The way I tend to do this is by creating Jupyter Notebooks in my projects, generally with the evcxr
kernel so that I can use Rust code of course. This allows you to essentially write a little article with sample code for how the feature should work. No matter how small the feature it’s always good to do, but grouping features together under e.g. the same struct or trait makes sure that the feature doesn’t get too granular.
Once the proposal has been documented we have a full theoretical grasp of what we’re writing from a more high level perspective with all its ins and outs we can write a technical specification that tells developers exactly how on a technical level things should be developed.
What’s the difference between the notes and a specification you ask? The difference is that the notes are less formal and doesn’t require the same level of uniformity to its structuring. You can think of the note taking process as writing a guide or blog post about a topic, while the specification is a formal document that tells you de-facto how something should function at its lower level in as much detail as possible.
With the specification taken care of we can take our first step towards coding by writing a feature file. This is usually a Gherkin feature file since it’s such a great syntax to work with. The feature file serves to essentially describe from a more user focused point of view how they might interact with a feature or sets of features in order to perform various actions, where we can later on write steps that perform those actions, and collectively result in a series of tests.
With the feature file defined we can use it as inspiration for developing the interface of the feature. The interface is the empty functions and structs, they have the proper inputs and outputs so that valid code can be written that uses them, they just don’t execute any code that results in the desired behavior.

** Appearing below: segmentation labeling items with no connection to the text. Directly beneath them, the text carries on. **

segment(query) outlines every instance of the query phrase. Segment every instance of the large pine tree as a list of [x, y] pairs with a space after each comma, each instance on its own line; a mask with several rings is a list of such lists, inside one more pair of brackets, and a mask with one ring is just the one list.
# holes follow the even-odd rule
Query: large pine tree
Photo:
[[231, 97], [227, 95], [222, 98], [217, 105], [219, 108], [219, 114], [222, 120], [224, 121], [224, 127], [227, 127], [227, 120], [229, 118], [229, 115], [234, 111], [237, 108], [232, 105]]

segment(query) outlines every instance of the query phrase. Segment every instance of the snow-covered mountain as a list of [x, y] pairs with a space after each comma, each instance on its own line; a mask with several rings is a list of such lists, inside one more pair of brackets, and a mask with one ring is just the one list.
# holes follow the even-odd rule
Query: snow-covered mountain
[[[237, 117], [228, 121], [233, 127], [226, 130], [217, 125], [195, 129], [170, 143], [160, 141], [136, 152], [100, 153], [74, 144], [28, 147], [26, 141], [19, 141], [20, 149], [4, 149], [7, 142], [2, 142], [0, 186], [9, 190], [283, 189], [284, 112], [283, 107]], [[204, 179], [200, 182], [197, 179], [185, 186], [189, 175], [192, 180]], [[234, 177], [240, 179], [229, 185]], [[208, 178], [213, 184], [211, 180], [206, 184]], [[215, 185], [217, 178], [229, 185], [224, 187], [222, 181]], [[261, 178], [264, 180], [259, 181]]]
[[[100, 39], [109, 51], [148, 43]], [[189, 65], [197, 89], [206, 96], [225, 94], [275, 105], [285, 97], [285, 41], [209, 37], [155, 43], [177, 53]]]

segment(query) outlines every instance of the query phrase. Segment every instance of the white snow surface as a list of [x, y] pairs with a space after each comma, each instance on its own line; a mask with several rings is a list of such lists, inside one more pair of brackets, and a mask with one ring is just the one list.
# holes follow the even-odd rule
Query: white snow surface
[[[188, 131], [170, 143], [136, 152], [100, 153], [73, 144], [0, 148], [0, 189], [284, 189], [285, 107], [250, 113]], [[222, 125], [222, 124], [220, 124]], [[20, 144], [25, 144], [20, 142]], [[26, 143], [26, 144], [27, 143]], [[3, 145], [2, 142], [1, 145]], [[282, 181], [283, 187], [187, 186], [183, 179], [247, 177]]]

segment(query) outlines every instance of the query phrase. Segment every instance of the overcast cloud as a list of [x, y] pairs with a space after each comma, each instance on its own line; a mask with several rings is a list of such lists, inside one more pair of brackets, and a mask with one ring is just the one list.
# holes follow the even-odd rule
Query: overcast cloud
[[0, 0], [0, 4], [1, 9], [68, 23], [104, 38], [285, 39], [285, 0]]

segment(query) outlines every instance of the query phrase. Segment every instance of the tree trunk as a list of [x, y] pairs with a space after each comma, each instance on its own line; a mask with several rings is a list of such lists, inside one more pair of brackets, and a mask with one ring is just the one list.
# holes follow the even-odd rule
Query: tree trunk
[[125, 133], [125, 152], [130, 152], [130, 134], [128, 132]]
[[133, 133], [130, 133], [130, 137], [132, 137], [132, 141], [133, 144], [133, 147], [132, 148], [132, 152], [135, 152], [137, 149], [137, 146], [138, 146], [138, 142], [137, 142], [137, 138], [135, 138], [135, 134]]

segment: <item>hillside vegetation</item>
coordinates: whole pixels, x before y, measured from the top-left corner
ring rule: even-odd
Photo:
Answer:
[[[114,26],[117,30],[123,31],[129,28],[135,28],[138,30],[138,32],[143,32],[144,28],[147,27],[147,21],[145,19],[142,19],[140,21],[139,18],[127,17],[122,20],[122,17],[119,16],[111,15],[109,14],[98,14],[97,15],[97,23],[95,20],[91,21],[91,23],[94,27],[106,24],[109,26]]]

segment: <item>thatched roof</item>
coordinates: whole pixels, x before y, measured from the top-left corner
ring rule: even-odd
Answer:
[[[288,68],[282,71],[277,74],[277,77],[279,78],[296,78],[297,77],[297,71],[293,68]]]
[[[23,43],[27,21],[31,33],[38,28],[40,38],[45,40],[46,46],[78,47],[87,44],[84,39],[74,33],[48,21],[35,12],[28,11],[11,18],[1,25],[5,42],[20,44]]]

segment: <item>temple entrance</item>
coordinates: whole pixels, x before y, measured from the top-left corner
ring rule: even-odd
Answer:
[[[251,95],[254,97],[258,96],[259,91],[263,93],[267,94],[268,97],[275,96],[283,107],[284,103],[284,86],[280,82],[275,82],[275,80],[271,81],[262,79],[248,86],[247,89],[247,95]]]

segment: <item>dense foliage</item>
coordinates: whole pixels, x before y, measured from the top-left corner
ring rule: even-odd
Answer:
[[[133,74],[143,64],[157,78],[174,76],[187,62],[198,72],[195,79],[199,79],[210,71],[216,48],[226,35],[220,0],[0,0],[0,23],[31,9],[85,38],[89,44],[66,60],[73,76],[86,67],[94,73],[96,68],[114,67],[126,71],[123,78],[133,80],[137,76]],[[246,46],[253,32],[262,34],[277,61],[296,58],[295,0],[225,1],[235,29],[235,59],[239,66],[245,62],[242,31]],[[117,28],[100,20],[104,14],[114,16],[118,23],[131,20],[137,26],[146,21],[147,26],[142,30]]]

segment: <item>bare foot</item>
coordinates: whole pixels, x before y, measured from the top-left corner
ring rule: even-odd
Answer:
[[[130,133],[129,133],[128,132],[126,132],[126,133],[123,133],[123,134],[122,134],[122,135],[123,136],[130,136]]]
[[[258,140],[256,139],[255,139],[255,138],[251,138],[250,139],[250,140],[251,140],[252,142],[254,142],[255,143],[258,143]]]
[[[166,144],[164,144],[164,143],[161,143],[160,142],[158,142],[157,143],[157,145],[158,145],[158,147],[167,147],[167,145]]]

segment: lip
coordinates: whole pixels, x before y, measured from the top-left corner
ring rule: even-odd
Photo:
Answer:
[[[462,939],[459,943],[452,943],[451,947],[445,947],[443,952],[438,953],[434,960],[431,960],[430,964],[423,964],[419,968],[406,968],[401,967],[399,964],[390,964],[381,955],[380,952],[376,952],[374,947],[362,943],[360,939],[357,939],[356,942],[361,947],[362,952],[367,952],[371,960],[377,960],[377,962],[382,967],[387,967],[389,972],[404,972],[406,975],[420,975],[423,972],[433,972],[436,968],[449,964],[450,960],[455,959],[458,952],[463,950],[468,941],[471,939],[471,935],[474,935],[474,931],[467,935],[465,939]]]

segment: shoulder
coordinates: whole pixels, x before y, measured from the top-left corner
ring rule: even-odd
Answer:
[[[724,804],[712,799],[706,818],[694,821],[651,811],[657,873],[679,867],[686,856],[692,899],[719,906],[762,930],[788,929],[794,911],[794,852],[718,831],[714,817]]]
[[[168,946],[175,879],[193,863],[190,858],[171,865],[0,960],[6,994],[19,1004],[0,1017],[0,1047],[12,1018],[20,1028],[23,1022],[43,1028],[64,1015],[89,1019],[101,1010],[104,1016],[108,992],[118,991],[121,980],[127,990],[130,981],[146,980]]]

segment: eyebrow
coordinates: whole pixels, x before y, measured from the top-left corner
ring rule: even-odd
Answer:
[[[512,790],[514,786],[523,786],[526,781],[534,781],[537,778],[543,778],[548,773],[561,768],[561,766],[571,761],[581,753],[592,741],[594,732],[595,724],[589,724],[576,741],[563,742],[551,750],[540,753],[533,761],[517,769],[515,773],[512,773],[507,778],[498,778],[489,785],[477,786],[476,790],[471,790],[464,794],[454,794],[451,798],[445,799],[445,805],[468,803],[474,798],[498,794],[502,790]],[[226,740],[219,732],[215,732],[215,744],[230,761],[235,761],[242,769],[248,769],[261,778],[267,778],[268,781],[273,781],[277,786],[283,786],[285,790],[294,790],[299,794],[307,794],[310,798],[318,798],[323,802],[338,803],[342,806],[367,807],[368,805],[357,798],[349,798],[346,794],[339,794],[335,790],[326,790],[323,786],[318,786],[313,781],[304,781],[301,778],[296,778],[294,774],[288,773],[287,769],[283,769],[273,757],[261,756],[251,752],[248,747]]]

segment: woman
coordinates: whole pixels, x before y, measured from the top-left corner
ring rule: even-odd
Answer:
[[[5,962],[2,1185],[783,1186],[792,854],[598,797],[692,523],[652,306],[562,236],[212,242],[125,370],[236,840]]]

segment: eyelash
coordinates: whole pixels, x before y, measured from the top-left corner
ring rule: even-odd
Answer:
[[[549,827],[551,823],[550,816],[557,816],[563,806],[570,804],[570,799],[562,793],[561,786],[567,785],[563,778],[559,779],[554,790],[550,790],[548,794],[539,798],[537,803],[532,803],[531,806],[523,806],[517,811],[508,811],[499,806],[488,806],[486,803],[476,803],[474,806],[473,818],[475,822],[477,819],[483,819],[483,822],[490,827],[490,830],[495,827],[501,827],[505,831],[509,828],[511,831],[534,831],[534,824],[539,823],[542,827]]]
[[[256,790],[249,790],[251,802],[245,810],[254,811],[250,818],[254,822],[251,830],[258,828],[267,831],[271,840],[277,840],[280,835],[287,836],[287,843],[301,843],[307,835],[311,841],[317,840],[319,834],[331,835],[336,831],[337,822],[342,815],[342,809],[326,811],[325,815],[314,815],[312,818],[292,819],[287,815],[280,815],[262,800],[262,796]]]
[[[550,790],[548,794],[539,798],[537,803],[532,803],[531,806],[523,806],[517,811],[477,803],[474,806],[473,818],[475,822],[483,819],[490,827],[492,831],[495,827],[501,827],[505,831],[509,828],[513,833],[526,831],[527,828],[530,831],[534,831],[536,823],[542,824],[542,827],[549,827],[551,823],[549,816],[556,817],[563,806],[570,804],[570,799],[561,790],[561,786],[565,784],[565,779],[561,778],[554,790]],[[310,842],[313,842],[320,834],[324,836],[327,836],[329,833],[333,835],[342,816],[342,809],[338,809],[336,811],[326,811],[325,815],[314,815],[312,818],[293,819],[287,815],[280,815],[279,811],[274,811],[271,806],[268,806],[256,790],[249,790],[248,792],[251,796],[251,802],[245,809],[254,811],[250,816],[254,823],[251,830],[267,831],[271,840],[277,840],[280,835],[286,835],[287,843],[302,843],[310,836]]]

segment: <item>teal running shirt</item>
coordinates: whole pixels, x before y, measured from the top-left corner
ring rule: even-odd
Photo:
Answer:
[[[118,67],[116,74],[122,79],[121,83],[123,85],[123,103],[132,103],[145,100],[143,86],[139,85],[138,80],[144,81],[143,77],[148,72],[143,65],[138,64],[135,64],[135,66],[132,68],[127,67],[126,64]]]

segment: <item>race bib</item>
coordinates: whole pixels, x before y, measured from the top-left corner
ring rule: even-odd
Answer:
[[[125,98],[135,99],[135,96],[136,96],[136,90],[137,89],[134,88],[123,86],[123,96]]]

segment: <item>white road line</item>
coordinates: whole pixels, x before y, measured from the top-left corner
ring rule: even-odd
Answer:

By making empty interfaces instead of delving head first into writing code we can instead focus on getting a logical codebase that makes sense first. The interface writing process is done when the project can still compile when it’s done and matches what the previous steps have defined.
We write examples at this point that uses the interface, both to illustrate to other how the code might be used in practise and to develop our first integration tests. This also helps validate that our interface engineering process has resulted in something that makes sense.
Since we have all the interfaces in place we can now go ahead and write unit tests for them. Up until this point the codebase was still compiling and running as per usual, but when we’re done writing unit tests the code should be failing in the test suite. The tests we write are based on the specifications and features and aim to catch as many scenarios as possible that ensures that no matter what code someone might write later, if the suite passes, so many scenarios have been caught that just the sheer fact that the suite passes means there can’t be any unexpected behaviors.
Simplified example, take a multiplication function. We write a test that says multiply(2, 2)
should have the result 4
.
Actually write the code.
- File length < 400: Code files are best when they are sub 200 lines of code. Up to 400 lines is acceptable, but discouraged. If you have above 400 lines of code in a single file you and I are gonna have issues.